Ergebnisse: https://www.shcup-husum.de/images/2017/Ergebn-Immelmann_5_10Km.pdf


Itzehoer Störlauf: 

Keine drei Tage später ging es auch schon weiter nach Itzehoe, um bei einem der schönsten Läufe Schleswig-Holsteins einen Halbmarathon abzuspulen. Hier gelang es mir, den Wettkampf als schnellen Trainingslauf in mein Training zu integrieren. Mit über zwei Minuten Vorsprung konnte ich das Rennen für mich entscheiden. Die Zeit von 1:17:14 war dabei nebensächlich. Als Preis erhielt ich eine Reise nach München und einen Freistart beim Münchenmarathon. Ich werde ihn dieses Jahr jedoch nicht antreten können, da mein Sohn zu dem Zeitpunkt erst ein paar Wochen alt sein wird. Die Bahnfahrt, zwei Übernachtungen in einem sehr schönen Hotel und den Marathonstart,  werde ich versuchen auf Philipp Müller und Stefanie Zietan zu übertragen. 

Ergebnisse:  http://www.stgk.org/Ergebnisse/2017/33/hm-gesamt.pdf


Lauf zwischen den Meeren:

Neben  der Landesliga ist der Start beim größten Laufevent Schleswig-Holsteins das Highlight des Monats. Auch dieses Jahr ging ich für zwei Staffeln an den Start. Für das Dithmarscher Team "Das Magazin das läuft" und meinen Verein Borener SV. Bei diesem Lauf steht nicht der einzelne Läufer im Mittelpunkt, sondern die Staffel. Das Ziel besteht darin, einen Staffelstab von Husum nach Dampf (95,5 Kilometer) zu bringen. Hierfür müssen insgesamt zehn Etappen gelaufen werden. Dieses Jahr gingen 800 Staffeln an den Start. Dies beutet, dass 8000 Läufer quer durch Schleswig-Holstein unterwegs waren.
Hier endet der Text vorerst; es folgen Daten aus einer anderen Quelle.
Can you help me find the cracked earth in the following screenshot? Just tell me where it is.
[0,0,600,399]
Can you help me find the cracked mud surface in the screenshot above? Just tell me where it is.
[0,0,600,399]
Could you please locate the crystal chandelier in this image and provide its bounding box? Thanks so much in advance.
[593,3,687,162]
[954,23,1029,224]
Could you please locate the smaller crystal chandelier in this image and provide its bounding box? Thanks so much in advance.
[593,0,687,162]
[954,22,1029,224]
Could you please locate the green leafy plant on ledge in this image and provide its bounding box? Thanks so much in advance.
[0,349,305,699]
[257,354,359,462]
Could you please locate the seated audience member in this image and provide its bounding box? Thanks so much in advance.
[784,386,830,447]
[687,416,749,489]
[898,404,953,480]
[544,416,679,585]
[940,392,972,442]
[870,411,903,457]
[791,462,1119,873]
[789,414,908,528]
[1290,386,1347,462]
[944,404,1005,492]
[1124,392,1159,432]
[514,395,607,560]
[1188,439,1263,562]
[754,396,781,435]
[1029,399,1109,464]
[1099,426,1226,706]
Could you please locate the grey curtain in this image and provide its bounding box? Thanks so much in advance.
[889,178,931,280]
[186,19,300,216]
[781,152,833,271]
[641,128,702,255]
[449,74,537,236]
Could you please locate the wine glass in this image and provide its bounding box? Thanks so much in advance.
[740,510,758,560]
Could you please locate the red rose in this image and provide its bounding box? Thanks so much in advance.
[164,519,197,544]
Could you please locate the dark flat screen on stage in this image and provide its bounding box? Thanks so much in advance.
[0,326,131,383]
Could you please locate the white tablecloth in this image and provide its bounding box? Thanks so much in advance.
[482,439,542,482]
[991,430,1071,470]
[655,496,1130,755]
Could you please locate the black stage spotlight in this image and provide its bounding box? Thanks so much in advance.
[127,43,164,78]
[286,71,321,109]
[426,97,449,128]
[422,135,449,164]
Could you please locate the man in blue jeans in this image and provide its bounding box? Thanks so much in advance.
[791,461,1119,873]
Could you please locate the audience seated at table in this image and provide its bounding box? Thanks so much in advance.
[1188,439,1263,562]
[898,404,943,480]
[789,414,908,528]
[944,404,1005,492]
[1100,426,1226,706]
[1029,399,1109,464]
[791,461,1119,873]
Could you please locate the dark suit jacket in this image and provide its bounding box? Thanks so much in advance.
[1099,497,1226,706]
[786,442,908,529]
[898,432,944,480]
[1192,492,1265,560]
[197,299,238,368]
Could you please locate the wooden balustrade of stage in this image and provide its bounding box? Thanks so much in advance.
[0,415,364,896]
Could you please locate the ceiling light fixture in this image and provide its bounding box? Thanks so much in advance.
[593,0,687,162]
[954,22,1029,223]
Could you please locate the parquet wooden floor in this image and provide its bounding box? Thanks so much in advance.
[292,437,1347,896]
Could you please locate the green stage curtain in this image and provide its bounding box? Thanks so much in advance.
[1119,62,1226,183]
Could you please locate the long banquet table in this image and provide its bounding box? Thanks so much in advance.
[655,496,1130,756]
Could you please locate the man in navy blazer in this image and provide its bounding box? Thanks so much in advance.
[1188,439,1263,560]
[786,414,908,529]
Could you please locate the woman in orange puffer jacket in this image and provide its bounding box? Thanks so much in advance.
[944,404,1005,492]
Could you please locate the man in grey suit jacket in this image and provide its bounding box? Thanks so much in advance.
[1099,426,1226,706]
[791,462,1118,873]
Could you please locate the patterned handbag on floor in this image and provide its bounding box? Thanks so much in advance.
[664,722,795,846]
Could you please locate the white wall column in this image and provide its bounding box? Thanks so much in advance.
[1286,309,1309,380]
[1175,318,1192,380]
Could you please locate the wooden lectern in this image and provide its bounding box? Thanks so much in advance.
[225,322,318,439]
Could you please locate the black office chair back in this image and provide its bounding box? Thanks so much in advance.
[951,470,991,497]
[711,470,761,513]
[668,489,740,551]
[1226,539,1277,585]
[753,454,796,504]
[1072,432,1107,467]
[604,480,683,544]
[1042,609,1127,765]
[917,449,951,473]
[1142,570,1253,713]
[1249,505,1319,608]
Für die Dithmarscher, als zugezogener Dithmarscher, lief ich gleich zu Beginn die erste Etappe von Husum nach Wittbek. Erwartungsgemäß bieten  die Staffeln auf dieser Etappe ihre schnellsten Läufer auf. 

 

Zielsprint gegen Volker Goineau

Auf dem ersten Kilometer befand ich mich in der Spitzengruppe wieder, umgeben von Läufern, die in der Lage sind 29er, 30er und 31er Zeiten zu laufen. Nicolai Riechers, Karsten Meier, Steffen Uliczka und Volker Goineau stellen national eine Größe dar. Ich fühlte mich gut und wollte austesten, wie lange ich mit den Spitzenläufern mithalten kann. Die Durchgangszeit bei Kilometer fünf betrug 15:40 Minuten und fühlte sich noch gut an. Nicolai musste dem hohen Tempo bereits Tribut zahlen und fiel etwas ab. Ab Kilometer 4 wurde für die nächsten drei   Kilometer das Tempo etwas angezogen (3:04 / 3:05 / 3:05). Ich lies Karsten, Steffen und Volker ein paar Meter davon ziehen und versuchte ein für mich "angenehmes" Tempo zu finden. Bei Kilometer 9 konnte Steffen den beiden Führenden nicht mehr folgen und musste abreißen lassen. Kurze Zeit später konnte ich Steffen einholen und überholen. Ohne mich hinten reinzuhängen, entschloss ich mich an ihm vorbeizuziehen, um Stärke zu zeigen, obwohl der laktazide Bereich nicht mehr in weiter Ferne lag. Auf der dritten Position konnte ich den Zweikampf zwischen Volker und Karsten beobachten, den Karsten bei Kilometer 11 für sich entscheiden konnte. Da der Rückstand zu Volker überschaubar war und Steffen nicht weit entfernt hinter mir lief, holte ich auf den letzten Metern alles aus mir raus. Belohnt wurde ich mit dem zweiten Platz. Auf den letzten Metern gelang mir ein ähnlich starker Schlusssprint wie in Flensburg. Der Rückstand auf den Führenden betrug letztlich nur fünf Sekunden. Es war für mich bis dato der schnellste Lauf, den ich je gelaufen bin. Die ersten 10 Kilometer, der 11,5 Kilometer langen Strecke, waren mit 31:24 eine persönliche Bestzeit. 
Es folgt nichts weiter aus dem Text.